THREE months ago Dave Jacka, the world’s first quadriplegic to fly solo around Australia, set-off to tackle the elements of the Murray River on his Paddle Wheel Murray River Expedition.
On 28 May, Jacka looked back on such a great feat as he became the world’s first quadriplegic to paddle the 2225km length of the Murray from Lake Hume, NSW, to the sea in Goolwa, SA.
But this was not accomplished without great challenges.
When he was just 19 years old, Jacka was involved in a motorbike accident that left him a quadriplegic.
Unable to regulate his body temperature, Jacka has no movement from his armpits down and only uses about six per cent of his motor functions.
Jacka said regulating his body temperature was one of the most difficult challenges he faced during his expedition.
“The heat was the biggest challenge; it absolutely pushed me to absolute limits,” Jacka said.
“The first two and a half weeks were a nightmare because I can’t control my body temperature and there was extreme heat.
“It didn’t drop under 30 degrees for about 18 days, so I could only paddle in the morning until it got too hot.
“This meant I could only do shorter distances which impacted on my whole journey – I wouldn’t want to experience those temperatures again.”
But Jacka was thrilled to have finally completed his mission to paddle the length of the Murray River, saying it proved to be a “very mixed experience” that was “tiring, hard but exhilarating at times”.
“It was a fantastic experience, and certainly one of the toughest things I’ve ever done both physically and mentally,” he said.
“I achieved far more than I thought I could on this journey.
“It opened my eyes to where my limitations were, and I exceeded all the limitations I thought I had before undertaking this journey.”
During the expedition, Jacka faced another obstacle when a blister on his hand became infected after two months in, with only about 500 kilometres to complete. His hand swelled up and it became extremely painful for him to paddle.
“There were moments I became concerned that if it didn’t heal and got worse, it would stop me from completing the trip. It was the constant grind that did it.
“But I prevailed because it is only when you really push yourself that you find out what you can truly achieve.”
Jacka thanked the team who went on the expedition with them, saying it was the volunteers and people he met along the way that were the biggest highlight.

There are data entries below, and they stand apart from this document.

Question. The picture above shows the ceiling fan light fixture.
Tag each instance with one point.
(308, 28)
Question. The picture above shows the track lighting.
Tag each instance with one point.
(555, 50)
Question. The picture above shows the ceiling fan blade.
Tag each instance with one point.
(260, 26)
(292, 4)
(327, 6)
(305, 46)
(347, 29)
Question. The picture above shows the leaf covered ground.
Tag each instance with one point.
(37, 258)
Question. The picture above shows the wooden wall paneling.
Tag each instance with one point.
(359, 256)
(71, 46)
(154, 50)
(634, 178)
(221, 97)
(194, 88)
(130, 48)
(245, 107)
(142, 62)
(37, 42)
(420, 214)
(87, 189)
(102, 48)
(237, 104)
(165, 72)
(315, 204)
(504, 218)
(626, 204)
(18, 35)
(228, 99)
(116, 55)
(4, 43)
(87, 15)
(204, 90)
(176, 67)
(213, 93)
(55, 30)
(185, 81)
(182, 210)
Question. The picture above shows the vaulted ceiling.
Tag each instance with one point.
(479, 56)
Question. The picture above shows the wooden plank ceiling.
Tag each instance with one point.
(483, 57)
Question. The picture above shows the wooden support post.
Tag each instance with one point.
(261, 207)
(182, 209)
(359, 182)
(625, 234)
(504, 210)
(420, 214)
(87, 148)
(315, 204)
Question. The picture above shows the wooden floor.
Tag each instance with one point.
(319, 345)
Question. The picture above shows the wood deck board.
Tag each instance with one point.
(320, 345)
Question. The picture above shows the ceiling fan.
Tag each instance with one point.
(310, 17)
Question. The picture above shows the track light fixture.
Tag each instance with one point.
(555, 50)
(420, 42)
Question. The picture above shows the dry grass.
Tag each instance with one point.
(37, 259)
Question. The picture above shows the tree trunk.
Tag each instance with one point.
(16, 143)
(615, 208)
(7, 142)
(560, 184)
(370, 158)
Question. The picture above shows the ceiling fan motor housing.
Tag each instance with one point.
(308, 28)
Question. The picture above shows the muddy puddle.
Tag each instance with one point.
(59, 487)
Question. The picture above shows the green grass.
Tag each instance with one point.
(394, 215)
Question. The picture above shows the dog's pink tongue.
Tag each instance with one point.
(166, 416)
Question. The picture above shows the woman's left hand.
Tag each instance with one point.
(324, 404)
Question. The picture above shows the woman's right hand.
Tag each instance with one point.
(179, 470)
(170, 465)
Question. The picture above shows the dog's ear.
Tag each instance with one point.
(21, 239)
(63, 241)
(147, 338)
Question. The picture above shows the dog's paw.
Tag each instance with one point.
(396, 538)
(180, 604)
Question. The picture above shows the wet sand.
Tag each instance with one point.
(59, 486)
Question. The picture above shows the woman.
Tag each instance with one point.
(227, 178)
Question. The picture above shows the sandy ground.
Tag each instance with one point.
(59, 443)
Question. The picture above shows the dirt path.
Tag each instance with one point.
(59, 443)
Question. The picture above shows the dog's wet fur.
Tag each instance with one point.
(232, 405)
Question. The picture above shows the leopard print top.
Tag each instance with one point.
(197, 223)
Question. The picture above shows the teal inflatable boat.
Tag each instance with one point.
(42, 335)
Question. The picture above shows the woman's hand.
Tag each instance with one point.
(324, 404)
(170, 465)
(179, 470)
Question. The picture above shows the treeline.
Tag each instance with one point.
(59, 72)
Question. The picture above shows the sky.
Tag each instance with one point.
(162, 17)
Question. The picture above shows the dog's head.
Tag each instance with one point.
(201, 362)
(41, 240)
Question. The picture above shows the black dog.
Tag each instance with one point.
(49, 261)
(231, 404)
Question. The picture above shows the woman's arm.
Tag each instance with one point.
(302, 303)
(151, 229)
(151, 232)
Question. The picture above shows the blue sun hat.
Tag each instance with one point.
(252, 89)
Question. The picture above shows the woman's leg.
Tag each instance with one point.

“There were a lot of times where I felt extremely fortunate to be able to paddle down the Murray River with the support from the team.
“The scenery is always changing from dry to wet and land to cliffs and the sunrise and sunsets are absolutely spectacular – I never got sick of that.”
As also being the world’s first quadriplegic to fly solo around Australia, the Murray River expedition was just another great challenge he set out to do to prove the potential of those with disabilities and to encourage people to challenge themselves.